Aside from dwarfing everything in its path, Google and Facebook are apparently prime candidates to learn a thing or two from about leadership.
Talking to the chief operating officer at communications agency Edelman Australia, Matthew Gain, he believes we need to look up to what he terms “new businesses”.
“I think agencies need to look at what the very best businesses – places like Facebook, places like Google, places like Amazon that are trying to attract the best and the smartest people – what do they do as business to attract?” he asked.
“In the agency world we need to take guidance from the Facebooks, the Amazons, the Googles of the words.”
For Gain, he sees the businesses understanding not everyone works in the same way.
“To attract leaders, we have to redefine how we operate as businesses,” he said. “Agencies have, to a certain a degree. But I reckon, if, the way that we recruit, the way that we operate today, it hasn’t changed massively since the 90s.
“We need to recognise that the people coming out of uni today are expecting and wanting different things than the people who came out of uni in the 90s.”
Attracting leaders and talent in the industry is a hot topic of late, leading Clemenger boss Andy Pontin to recently point the finger at the declining dollars in the industry for why there’s limited talent coming into the agencies.
Gain however believed it was more an issue of environment. And the Googles, the Facebooks and the Amazons of the world have got the environment and culture factor down pat.

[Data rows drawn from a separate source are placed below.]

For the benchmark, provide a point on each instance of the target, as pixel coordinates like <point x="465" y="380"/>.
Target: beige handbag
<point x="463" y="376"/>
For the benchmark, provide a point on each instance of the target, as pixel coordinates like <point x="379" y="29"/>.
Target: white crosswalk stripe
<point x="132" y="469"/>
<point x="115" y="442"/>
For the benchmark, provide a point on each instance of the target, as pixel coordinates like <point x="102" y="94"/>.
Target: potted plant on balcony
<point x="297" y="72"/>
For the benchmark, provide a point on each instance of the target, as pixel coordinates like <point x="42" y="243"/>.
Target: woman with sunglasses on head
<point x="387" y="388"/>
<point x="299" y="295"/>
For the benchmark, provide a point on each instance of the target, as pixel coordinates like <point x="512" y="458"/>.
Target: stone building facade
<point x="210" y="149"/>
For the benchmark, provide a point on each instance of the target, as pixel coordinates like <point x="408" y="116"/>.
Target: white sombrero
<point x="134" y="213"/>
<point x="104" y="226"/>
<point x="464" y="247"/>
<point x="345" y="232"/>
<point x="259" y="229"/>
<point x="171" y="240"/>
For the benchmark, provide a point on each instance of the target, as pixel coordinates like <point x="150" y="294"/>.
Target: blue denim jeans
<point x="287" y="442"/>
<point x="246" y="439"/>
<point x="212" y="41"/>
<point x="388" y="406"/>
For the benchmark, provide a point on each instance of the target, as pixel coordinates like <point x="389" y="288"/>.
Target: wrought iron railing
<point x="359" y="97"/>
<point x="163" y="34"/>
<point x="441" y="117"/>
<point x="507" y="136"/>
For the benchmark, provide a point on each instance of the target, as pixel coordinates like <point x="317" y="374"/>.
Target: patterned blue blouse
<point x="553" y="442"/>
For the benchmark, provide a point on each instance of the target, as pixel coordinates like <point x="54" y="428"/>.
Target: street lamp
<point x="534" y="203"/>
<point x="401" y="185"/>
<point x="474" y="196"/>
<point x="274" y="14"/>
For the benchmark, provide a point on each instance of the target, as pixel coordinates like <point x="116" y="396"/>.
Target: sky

To further open the discussion on leadership in the industry, keeping it, transitioning to it and the like, he will be chairing The Communications Councils new IPA Client Service Course which will run in Sydney and Melbourne next month
The courses, with Saatchi & Saatchi CEO Michael Rebelo and Clemenger BBDO Sydney MD Andrew Holt, cover how to transition from management to a leadership role.
From Gain’s many years in various leadership positions, his biggest lesson is: “Listening, and the importance of making people valued in a one on one environment.”